Les différents contextes dans lesquels nous pouvons voir des membres du clergé prendre les
armes sont très variés. Nous les classerons en deux grandes catégories, les contextes plus « classiques »
et les ordres religieux combattants qui sont un cas plus spécial.

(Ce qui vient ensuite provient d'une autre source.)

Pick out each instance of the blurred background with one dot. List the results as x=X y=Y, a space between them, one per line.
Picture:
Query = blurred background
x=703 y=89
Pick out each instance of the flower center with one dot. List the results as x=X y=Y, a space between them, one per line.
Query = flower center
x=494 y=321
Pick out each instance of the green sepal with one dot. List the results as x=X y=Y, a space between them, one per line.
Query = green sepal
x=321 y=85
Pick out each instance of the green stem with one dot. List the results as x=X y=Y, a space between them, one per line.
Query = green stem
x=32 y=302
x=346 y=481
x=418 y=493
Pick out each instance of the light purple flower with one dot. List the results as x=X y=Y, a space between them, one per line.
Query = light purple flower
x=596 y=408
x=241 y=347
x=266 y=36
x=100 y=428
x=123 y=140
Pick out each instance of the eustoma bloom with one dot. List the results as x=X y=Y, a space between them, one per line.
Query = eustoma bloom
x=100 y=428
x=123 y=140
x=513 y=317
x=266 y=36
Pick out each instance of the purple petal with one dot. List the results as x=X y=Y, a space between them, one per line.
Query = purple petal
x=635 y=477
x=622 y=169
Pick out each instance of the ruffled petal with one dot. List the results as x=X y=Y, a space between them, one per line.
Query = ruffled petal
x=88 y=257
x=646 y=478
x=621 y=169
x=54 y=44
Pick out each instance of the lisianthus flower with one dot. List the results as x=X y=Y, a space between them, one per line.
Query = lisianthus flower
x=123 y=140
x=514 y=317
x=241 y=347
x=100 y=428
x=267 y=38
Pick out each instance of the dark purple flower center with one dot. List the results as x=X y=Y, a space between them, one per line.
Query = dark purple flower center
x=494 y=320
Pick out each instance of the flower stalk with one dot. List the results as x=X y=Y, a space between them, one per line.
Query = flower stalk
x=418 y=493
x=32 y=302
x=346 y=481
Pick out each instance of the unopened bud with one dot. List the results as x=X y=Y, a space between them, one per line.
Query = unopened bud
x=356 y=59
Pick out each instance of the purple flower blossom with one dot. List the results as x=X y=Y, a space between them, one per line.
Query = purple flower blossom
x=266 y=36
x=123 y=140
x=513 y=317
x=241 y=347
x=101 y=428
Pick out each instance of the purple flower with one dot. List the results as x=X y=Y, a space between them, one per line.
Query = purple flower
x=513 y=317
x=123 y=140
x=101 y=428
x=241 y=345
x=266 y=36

Des membres du clergé ne faisant pas partie d’ordres combattants ont par conséquent pu prendre
les armes dans différentes situations. Au Moyen Âge, une des manières de régler un problème judiciaire
est l’ordalie, le jugement de Dieu, dont une de ses formes est un duel entre les deux personnes
concernées. En théorie, les enfants, les femmes et les clercs sont exemptés de devoir se battre eux-mêmes
et ils peuvent choisir un champion. Malgré cela dans de rares cas des clercs ont pu décider de se battre
eux-mêmes à la place d’avoir à choisir un champion pour les représenter. 4 Les clercs sont aussi appelés
à se battre dans des contextes de défense, de leur personne ou de leur ville si elle est attaquée. Ces cas
sont notamment connus avec le concile de Naplouse qui considère que les prêtres portant des armes pour
se défendre ne sont pas fautifs et le patriarche d’Antioche invitant tous les habitants, et ce y compris les
clercs à défendre les murs de la cité lorsque celle-ci est assiégée. 5
En dehors de ces contextes plus civils, nous pouvons aussi observer des clercs s’engageant dans
les guerres et les conflits. À la fin de la période carolingienne, beaucoup de prélats se retrouvent obligés
de prendre les armes pour défendre leurs villes. Mais d’autres prêtres décident de répondre plutôt à
l’appel de leur seigneur pour la guerre. Certains ecclésiastiques du bas de la hiérarchie s’engagent
comme mercenaires dans des compagnies. 6 Beaucoup des hauts membres du clergé sont des nobles et
ont donc reçu une éducation militaire au maniement des armes. Mais sur les champs de bataille, tous les
prêtres ne se battent pas et beaucoup tiennent des rôles purement religieux.7 Plusieurs évêques et
hommes d’Église sont connus pour leurs exploits guerriers comme Odon, l’évêque de Bayeux, qui
soutient Guillaume le Conquérant et qui décide de se battre avec une masse d’arme pour ne pas faire
couler le sang. 8 Depuis l’époque carolingienne un grand nombre d’ecclésiastiques, comme des évêques
et des abbés, sont obligés de fournir à leur souverain des combattants, voir même de servir le servir

1
DUBY Georges, Les trois ordres ou L’imaginaire du féodalisme, Paris, Gallimard, 1980, (Bibliothèque des
histoires), p. 327-331.
2
BOFFA Sergio, « Le clergé et le maniement des armes au Moyen Âge », dans Revue belge de Philologie et
d’Histoire, vol. 96, Persée - Portail des revues scientifiques en SHS, n o 1, 2018, p. 177-191
3
Ibid., p. 177-191.
4
Chabas Monique et Timbal Pierre-Clément, Le duel judiciaire en France : XIIIème - XVIème siècles, Saint-
sulpice de favieres, Jean-Favard, 1973, p. 69-70.
5
BOFFA Sergio, op. cit., p. 178.
6
CONTAMINE Philippe, Guerre, État et société à la fin du Moyen Âge. Tome 1 : Études sur les armées des rois de
France 1337-1494, Paris, Éditions de l’École des hautes études en sciences sociales, 26 juillet 2013, p. 171.
7
Ibid.
8
BOFFA Sergio, op. cit., p. 188.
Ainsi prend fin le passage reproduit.